Here is a plot that shows the null distribution methodologies side to side.

data.frame(Simulated=simulated, Hypergeometric=hyper) %>%
  pivot_longer(everything(), names_to="Method", values_to="Overlap") %>%
  ggplot(aes(x=Overlap, fill=Method)) +
    geom_histogram(binwidth=1) +
    geom_vline(xintercept=observed, lty=2, color="grey", size=1) +
    theme_bw() +
    theme(text=element_text(size=12), legend.position="none") +
    facet_grid(Method~.) +
    scale_fill_manual(values=c("dodgerblue", "seagreen")) +
    ylab("Count")

null set of 2

The plot of the two distributions look nearly identical. The grey dotted line in the observed value, and by cursory inspection of its location, it can be assumed that the p-value will be fairly high.

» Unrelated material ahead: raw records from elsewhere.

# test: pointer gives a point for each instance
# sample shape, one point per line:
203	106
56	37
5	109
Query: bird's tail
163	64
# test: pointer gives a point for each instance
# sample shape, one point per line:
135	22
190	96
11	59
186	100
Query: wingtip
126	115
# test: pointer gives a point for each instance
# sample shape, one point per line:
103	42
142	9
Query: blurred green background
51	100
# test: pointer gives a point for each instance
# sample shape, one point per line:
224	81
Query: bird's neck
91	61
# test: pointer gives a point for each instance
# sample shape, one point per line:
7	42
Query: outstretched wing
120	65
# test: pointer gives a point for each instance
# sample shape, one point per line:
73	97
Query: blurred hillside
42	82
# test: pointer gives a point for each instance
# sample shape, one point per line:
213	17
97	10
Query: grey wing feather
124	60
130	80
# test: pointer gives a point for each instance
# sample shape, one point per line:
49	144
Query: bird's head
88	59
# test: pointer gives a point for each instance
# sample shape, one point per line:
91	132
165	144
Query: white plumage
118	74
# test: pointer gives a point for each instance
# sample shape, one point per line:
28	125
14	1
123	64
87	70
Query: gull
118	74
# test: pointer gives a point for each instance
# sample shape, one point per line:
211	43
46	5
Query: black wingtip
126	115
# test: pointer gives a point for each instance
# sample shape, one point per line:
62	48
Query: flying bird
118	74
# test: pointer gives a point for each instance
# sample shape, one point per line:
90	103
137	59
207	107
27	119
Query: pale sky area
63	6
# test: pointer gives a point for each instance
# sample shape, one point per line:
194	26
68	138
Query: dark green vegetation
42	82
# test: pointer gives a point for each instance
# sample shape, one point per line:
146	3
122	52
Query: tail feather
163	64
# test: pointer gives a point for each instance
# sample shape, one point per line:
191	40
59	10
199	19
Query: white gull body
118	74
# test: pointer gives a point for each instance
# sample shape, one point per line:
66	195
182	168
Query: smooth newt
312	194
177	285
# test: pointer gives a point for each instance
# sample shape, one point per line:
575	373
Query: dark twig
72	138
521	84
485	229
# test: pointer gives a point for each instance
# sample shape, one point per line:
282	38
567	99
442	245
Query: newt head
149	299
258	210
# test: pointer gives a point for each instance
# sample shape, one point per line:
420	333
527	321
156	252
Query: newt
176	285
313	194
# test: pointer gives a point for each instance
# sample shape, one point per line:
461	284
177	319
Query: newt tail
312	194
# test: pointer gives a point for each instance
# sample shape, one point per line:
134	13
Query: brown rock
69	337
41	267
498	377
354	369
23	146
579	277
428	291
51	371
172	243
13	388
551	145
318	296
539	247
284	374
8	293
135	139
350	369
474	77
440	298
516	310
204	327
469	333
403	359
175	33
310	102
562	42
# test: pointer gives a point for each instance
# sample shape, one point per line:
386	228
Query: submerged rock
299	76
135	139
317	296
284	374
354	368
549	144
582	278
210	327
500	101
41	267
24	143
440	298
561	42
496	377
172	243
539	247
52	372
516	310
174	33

The p-values for the simulated method is simply the number of simulated values that were greater than or equal to the observed value (plus one), over the number of iterations (plus one). I’ve also included the p-value for the hypergeometric test, which is the probability of getting the observed value or greater under the hypergeometric null distribution.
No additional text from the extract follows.